Jackson: Aber Technologietransfer wurde oft zum Nutzen der Investoren organisiert. Wir brauchen einen Technologietransfer, der dem Westen Nachteile bringt. Das würde die Erträge der westlichen Länder aus dem Technologietransfer verringern und zu niedrigeren Wachstumsraten in der entwickelten Welt führen.
Welche Rolle spielen große Konzerne? Sie finden möglicherweise Investitionen in grüne Technologien attraktiv, aber ein Ende des Wachstums wohl kaum.
Jackson: Große Konzerne gehen strategisch vor. Sie beginnen zu verstehen, dass eine Transformation von Geschäftsmodellen, Wertschöpfungsketten und Energiesystemen überlebenswichtig für sie ist. Ihr Modell mit seinem hohen Ressourcenverbrauch und den schädlichen ökologischen und sozialen Folgen wird nicht sehr viel länger zum Erfolg führen.
Kemfert: Es geht ja nicht darum, dass Unternehmen keine Gewinne machen sollen, sie sollen nachhaltig produzieren. Und das tun auch immer mehr von ihnen. Sobald sich Chancen für neue Märkte ergeben, werden Unternehmen investieren.
Jackson: Wir sollten das Wachstum sich selbst überlassen. Schafft Unternehmen, die wenig Kohlendioxid verursachen. Wenn Wachstum zurückkommt, ist das fantastisch. Aber wir sollten uns auf die Dinge konzentrieren, die wir wollen.

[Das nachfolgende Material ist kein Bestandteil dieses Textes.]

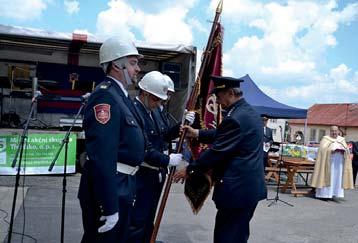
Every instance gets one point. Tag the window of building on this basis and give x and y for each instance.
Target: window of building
(313, 135)
(321, 133)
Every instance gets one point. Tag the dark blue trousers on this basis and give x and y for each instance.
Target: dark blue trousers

Wie sehen Sie die Rolle der Verbraucher?
Kemfert: Konsumenten haben eine große Macht. Wenn man in Deutschland sieht, dass mehr und mehr Ökostrom kaufen, können die Unternehmen profitieren. Durch gezielte politische Steuerung kann man Konsum auch lenken.

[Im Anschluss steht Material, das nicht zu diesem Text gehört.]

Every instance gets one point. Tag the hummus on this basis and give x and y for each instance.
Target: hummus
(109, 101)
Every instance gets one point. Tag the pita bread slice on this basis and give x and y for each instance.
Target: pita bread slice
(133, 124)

Jackson: Wir können von den Menschen nicht verlangen, dass sie nicht konsumieren. Aber Regierungen sind heute auf Menschen mit einem großen materiellen Appetit angewiesen, weil die das System aufrechterhalten. Wenn wir ein Wirtschaftssystem hätten, in dem das nicht länger notwendig wäre, wären andere Formen des Verhaltens denkbar. Man könnte dann erstens die perversen Anreize zum Konsumieren abbauen, die Regierungen systematisch aufgebaut haben. Zweitens sollten die Regierungen in die soziale Infrastruktur investieren, die es Menschen erlaubt, in einer weniger materialistischen Weise zu gedeihen.
In öffentliche Güter?
Jackson: Ja, in Bibliotheken, Parks, den öffentlichen Nahverkehr.
Kemfert: Um das zu bezahlen, braucht man ein öffentliches Einkommen aus Steuern.
Und dafür braucht man Wachstum?
Kemfert: Ja.
Jackson: Nicht unbedingt. Das hängt von der Rolle des öffentlichen Sektors ab. In den vergangenen 30, 40 Jahren hat sich der Staat zurückgezogen, und einen großen Teil seiner Einnahmen muss er zudem aufwenden, um für Risiken von Unternehmen zu haften. Genau das ist während der Finanzkrise passiert: Die Bevölkerung zahlt für die Risiken, die Banker eingegangen waren. Dieses Verhältnis von privatem Gewinn und öffentlichen Kosten wird mit dem Wirtschaftswachstum gerechtfertigt. Das ist Teil des Modells, das überprüft werden muss.
Das Gespräch führten Gesine Kauffmann und Bernd Ludermann.
Literaturtipp:
Tim Jackson
Wohlstand ohne Wachstum. Leben und Wirtschaften in einer endlichen Welt
Herausgegeben von der Heinrich-Böll-Stiftung, Oekom-Verlag,
München 2011, 240 Seiten, 19,95 Euro
Der Ökonom Tim Jackson
ist Professor für nachhaltige Entwicklung an der Universität Surrey. Er leitet den Lenkungsausschuss für Wirtschaftsfragen der britischen Kommission für nachhaltige Entwicklung.
Claudia Kemfert
leitet die Abteilung Energie, Verkehr und Umwelt am Deutschen Institut für Wirtschaftsforschung. Sie ist Professorin für Energieökonomie und Nachhaltigkeit an der Hertie School of Governance in Berlin.